Suddenly, there was no pressure. I wasn’t obsessing over how to turn my art into a paycheck, how to make it marketable, or how to keep up with all the other “successful” artists who seem to have their lives perfectly Instagrammed. (I mean, seriously—how do they do it?) Painting became something I wanted to do—not a "do it or eat ramen for the rest of the month" kind of deal.
Instead, I started painting for the hell of it. If it turned out beautiful, great. If it looked like a toddler's finger-painting, well… at least I was having fun? Without the stress of needing to sell every piece I created, I found myself playing with colors again, experimenting, making messes (literal and figurative).
I eventually let go of comparison, shame, and modesty, and shifted my focus inward. Scheduling studio time became a sacred affair—because if cheaters can find time to cheat, surely I can find time to paint. Right?
With a renewed focus on creating art purely for the joy of it, I’ve realized the significance of curating an environment that fosters my creative spirit. Gone were the days of needing a fancy studio—my supplies now live in my hot pink tool chest, bolted to the floor of my van. Her name’s Freya, and she’s not just a van—she’s a trusty companion on my art trips and a grounding space where I prep for adventures.
But what really speaks to my artist’s soul? Painting while exploring new places. It’s exhilarating, a little scary, and absolutely freeing. No laptop, no Photoshop, no safety net—just me, my brushes, and a moment waiting to be captured. No perfection allowed, no overworked ideas—just pure intuition.
My new plan was clear: Work full-time, leave work at work, and paint on my days off. Somehow, this structured chaos made everything feel a little more fun.
Here’s the thing no one tells you about balancing a job and your passion: it’s hard. Like, really hard. I had to learn how to prioritize (or at least pretend I could). I mean, who has time to paint, work, meal prep, stay fit, and maintain a social life? No one. (Especially not me—I can’t even keep a cactus alive.)
But in this wild, semi-chaotic juggling act, I stumbled upon a few nuggets of wisdom:
Having a day job doesn’t make you any less of an artist. (I repeat: having a day job doesn’t make you any less of an artist.) If anything, it gives you freedom to create without financial panic looming over your head.
Burnout is real and dangerous.
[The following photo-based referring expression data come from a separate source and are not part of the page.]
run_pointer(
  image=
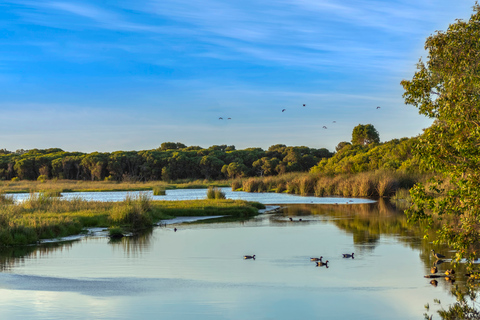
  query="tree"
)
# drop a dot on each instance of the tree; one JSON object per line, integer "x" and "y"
{"x": 342, "y": 144}
{"x": 446, "y": 88}
{"x": 365, "y": 134}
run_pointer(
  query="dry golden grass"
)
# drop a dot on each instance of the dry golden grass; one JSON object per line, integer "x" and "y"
{"x": 26, "y": 186}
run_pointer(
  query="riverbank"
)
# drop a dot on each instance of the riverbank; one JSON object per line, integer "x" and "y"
{"x": 42, "y": 217}
{"x": 57, "y": 185}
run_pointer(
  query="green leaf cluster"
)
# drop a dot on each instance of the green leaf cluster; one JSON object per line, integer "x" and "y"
{"x": 446, "y": 89}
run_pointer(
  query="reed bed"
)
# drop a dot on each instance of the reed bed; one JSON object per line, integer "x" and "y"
{"x": 26, "y": 186}
{"x": 44, "y": 217}
{"x": 375, "y": 184}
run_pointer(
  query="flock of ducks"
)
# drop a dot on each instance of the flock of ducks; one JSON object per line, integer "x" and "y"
{"x": 318, "y": 261}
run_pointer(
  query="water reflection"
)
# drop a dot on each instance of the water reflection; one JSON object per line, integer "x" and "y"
{"x": 133, "y": 246}
{"x": 202, "y": 265}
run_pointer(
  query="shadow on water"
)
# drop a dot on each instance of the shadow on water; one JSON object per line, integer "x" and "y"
{"x": 133, "y": 245}
{"x": 366, "y": 223}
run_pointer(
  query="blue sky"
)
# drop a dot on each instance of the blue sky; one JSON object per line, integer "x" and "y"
{"x": 128, "y": 75}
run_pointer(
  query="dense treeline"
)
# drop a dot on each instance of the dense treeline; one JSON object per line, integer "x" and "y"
{"x": 171, "y": 161}
{"x": 394, "y": 155}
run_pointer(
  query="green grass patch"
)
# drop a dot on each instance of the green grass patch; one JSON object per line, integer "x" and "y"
{"x": 43, "y": 217}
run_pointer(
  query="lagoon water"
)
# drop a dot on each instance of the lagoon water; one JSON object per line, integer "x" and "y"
{"x": 199, "y": 272}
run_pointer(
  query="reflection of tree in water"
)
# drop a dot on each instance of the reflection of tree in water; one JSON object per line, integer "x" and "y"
{"x": 368, "y": 222}
{"x": 15, "y": 256}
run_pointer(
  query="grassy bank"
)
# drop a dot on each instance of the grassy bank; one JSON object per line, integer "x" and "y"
{"x": 26, "y": 186}
{"x": 375, "y": 184}
{"x": 46, "y": 217}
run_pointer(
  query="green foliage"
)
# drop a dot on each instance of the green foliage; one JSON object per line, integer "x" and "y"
{"x": 365, "y": 134}
{"x": 396, "y": 155}
{"x": 172, "y": 161}
{"x": 215, "y": 193}
{"x": 446, "y": 88}
{"x": 159, "y": 191}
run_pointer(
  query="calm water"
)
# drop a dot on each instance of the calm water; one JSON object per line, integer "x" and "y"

If you’re in it, take a break. Even if it feels counterproductive. Because pushing through when you’re already drained will only leave you hating the thing you once loved.
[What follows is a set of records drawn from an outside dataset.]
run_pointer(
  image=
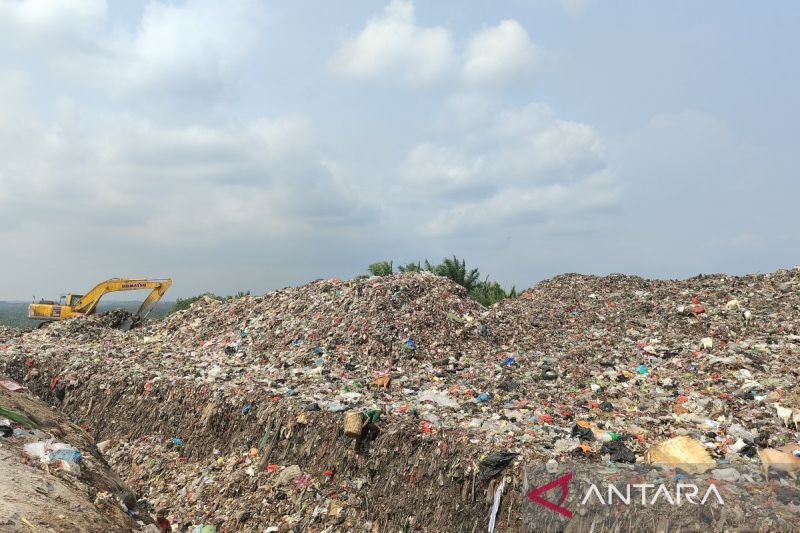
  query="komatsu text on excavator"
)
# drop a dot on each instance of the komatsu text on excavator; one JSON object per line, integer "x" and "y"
{"x": 71, "y": 305}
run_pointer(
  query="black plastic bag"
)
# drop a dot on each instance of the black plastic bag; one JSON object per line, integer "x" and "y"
{"x": 619, "y": 452}
{"x": 494, "y": 464}
{"x": 583, "y": 433}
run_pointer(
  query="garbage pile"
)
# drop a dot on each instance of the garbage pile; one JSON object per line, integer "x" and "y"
{"x": 53, "y": 476}
{"x": 231, "y": 414}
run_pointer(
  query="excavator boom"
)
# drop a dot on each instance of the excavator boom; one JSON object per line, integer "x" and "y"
{"x": 86, "y": 304}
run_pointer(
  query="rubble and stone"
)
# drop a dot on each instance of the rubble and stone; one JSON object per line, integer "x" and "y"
{"x": 231, "y": 413}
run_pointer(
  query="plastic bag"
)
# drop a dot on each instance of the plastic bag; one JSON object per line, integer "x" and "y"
{"x": 494, "y": 464}
{"x": 619, "y": 452}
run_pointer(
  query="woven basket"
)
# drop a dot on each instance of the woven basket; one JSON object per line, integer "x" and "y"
{"x": 352, "y": 424}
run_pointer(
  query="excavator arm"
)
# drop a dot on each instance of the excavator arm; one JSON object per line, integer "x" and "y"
{"x": 87, "y": 303}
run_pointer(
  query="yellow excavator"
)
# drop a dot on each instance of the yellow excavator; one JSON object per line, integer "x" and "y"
{"x": 71, "y": 305}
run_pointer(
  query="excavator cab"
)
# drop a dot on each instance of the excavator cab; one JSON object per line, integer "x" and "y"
{"x": 86, "y": 304}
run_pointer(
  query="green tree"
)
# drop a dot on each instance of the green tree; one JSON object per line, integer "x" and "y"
{"x": 381, "y": 268}
{"x": 410, "y": 267}
{"x": 488, "y": 293}
{"x": 457, "y": 271}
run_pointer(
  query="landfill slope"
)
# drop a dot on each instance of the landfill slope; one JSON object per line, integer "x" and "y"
{"x": 38, "y": 497}
{"x": 231, "y": 413}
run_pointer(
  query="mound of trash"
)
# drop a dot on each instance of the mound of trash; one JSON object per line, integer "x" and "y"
{"x": 54, "y": 477}
{"x": 397, "y": 403}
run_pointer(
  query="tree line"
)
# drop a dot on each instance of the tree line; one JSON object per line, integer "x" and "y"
{"x": 486, "y": 292}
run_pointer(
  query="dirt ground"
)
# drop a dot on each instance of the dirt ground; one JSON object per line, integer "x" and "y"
{"x": 35, "y": 497}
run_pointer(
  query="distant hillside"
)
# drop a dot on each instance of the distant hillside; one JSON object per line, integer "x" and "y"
{"x": 15, "y": 314}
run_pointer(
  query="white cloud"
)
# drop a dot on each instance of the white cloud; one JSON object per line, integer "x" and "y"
{"x": 191, "y": 47}
{"x": 53, "y": 16}
{"x": 500, "y": 53}
{"x": 574, "y": 7}
{"x": 195, "y": 184}
{"x": 393, "y": 45}
{"x": 515, "y": 166}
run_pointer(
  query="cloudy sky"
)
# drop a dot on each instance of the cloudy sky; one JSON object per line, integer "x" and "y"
{"x": 246, "y": 144}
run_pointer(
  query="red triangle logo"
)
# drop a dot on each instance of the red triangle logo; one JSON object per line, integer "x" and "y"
{"x": 562, "y": 482}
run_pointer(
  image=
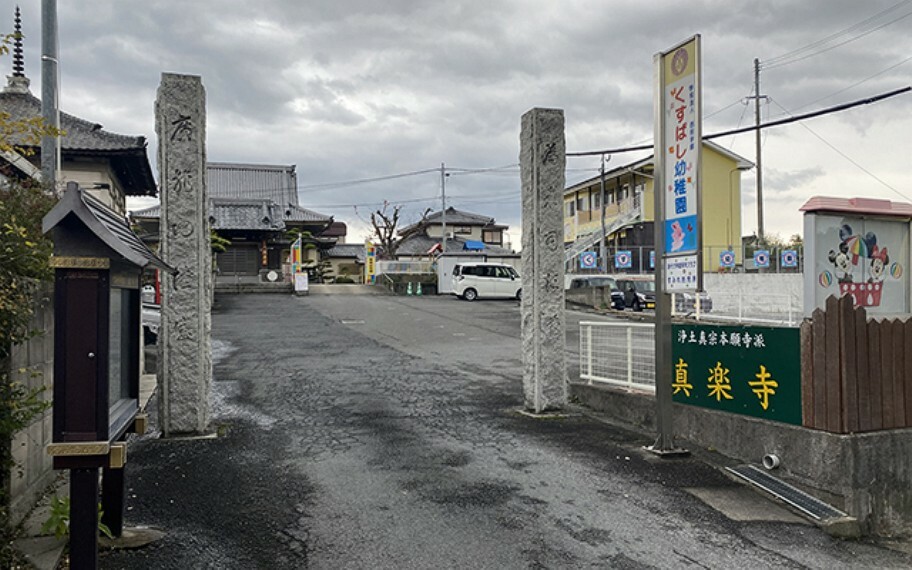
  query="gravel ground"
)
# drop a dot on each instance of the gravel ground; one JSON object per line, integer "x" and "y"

It’s okay to paint just for fun. You don’t need to slap a price tag on everything you create. Sometimes it’s nice to paint just for the joy of it, no expectations attached.
Balance is a myth. Really. You’re always going to drop a ball (or five). Some weeks I’m painting non-stop, others I can barely look at a canvas. And that’s okay. The art will be there when you’re ready.
It’s all a journey. Cliché? Maybe. But I mean it. Creativity isn’t a straight line, and I’ve stopped pretending mine should be. Some days I’m an “artiste,” and some days I’m barely getting by—but aren’t we all?
Now, I find myself painting more often—not because I need to sell, but because I want to. It’s become this wonderful, freeing thing again. The kind of thing that makes me excited, makes me feel like a kid with a new box of crayons. And when the pressure isn’t there, it turns out I’m more productive. (Go figure.)
I still sell my art, but it’s not the center of my universe anymore. It’s just one part of me—a part I get to nurture, love, and occasionally ignore when life gets in the way.
So, here I am: balancing (or attempting to) a full-time job, a painting passion, and everything else life throws at me. Some days are a hot mess. Others are magical. But I’m learning to let go of the idea that I need to “have it all figured out.” Spoiler alert: I don’t. And that’s okay.
If you’re an artist—or just a human—who’s struggling to keep it all together, just know that it’s okay to take breaks, have meltdowns, and come back when you’re ready. The art (and life) will be there when you are ready.
And honestly, if all else fails… there’s always wine. Or tea. Or a very long nap.
Cheers to being slightly adventurous, a bit messy, and totally human.